Flottement : entre Zelig, Bacon et Chihiro

Zelig est un film de Woody Allen racontant l’histoire d’un homme dont le désir d’être accepté, estimé et aimé est tel qu’il devient ceux au milieu desquels il est : son apparence, ses traits, son comportement, ses propos deviennent ceux de ceux qui l’entourent.

Zelig

Je me retrouve souvent dans ce personnage qui est, malgré lui, complètement flottant, totalement désancré, incessamment ballotté d’une personnalité à l’autre, incapable de résister au besoin qu’il ressent de se noyer dans le décor.

Les visages de Francis Bacon donnent cette même impression : un visage tout le temps effacé, tout le temps brouillon, incapable de dépasser le stade de l’esquisse et du gommage.

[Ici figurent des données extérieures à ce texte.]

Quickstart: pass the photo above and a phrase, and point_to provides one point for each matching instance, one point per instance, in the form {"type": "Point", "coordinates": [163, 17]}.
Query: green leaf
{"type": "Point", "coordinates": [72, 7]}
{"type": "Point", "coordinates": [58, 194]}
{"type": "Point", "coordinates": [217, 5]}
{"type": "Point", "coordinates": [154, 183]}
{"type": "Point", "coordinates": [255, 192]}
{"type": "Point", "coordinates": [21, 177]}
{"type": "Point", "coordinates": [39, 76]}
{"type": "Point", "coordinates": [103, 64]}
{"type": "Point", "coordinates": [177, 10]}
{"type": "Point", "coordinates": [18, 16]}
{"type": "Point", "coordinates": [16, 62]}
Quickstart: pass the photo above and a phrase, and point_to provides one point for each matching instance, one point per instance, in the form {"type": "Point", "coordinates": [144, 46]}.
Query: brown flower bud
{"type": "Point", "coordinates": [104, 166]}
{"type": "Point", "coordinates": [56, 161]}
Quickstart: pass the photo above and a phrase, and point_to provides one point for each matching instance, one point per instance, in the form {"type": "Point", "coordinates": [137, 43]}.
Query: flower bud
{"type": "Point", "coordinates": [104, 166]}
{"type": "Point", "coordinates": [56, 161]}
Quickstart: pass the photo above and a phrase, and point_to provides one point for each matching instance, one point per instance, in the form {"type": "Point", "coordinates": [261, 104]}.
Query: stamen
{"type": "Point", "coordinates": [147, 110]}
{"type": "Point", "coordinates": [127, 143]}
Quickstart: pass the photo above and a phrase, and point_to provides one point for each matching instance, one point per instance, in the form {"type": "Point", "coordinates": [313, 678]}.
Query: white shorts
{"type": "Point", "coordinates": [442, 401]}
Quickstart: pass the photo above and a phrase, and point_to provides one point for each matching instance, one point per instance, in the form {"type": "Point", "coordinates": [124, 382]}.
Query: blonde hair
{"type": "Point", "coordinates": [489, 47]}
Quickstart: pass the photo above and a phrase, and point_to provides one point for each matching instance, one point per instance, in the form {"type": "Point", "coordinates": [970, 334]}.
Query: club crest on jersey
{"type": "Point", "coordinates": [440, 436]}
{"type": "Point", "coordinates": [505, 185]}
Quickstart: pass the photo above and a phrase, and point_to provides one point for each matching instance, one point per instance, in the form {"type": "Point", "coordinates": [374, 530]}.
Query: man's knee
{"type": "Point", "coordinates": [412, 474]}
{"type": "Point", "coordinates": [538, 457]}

Il y a aussi, qui relève de ce même ensemble, le Sans visage du Voyage de Chihiro, cet esprit au masque blanc parlant d’une voix enfantine qui semble n’être plus rien qu’un masque en quête d’amour, une créature n’existant plus qu’au travers du regard des autres et qui est prêt à tout donner à Chihiro parce qu’elle a vu en lui un être, un peu comme la Bête de La Belle et la Bête.

Le voyage de Chihiro

Un des tableaux de l’exposition sur Bacon qu’on peut voir actuellement à Beaubourg est intitulé, comme beaucoup d’autres, Autoportrait. On y voit un homme sans visage assis sur un chaise qui lévite, le mouvement de tournoiement et l’absence d’assise s’ajoutant à la décomposition des traits pour marquer le flottement de l’être.

Bacon, Autoportrait

Ce tableau me rappelle Hara, ce livre de Karlfried Graf Dürckheim, qui dit l’importance qu’il y a à trouver son centre, ce point du corps qui fait le lien entre le ciel et la terre, notre moi et le tout et qui, quand il n’est pas connu, nous laisse ouvert à tous les vents :

La « forme défectueuse » du moi consiste en un excès d’ouverture : dans ce cas, tout peut pénétrer dans l’homme, mais rien ne demeure en lui. La personne dont le Moi est insuffisamment développé n’a pas construit de parois solides autour d’elle, elle n’a pas de sol sous ses pieds et ses contours sont vagues. Il lui manque les conditions dont un homme a besoin pour subsister dans le monde, pour maintenir le contact avec son être essentiel et manifester celui-ci dans le monde.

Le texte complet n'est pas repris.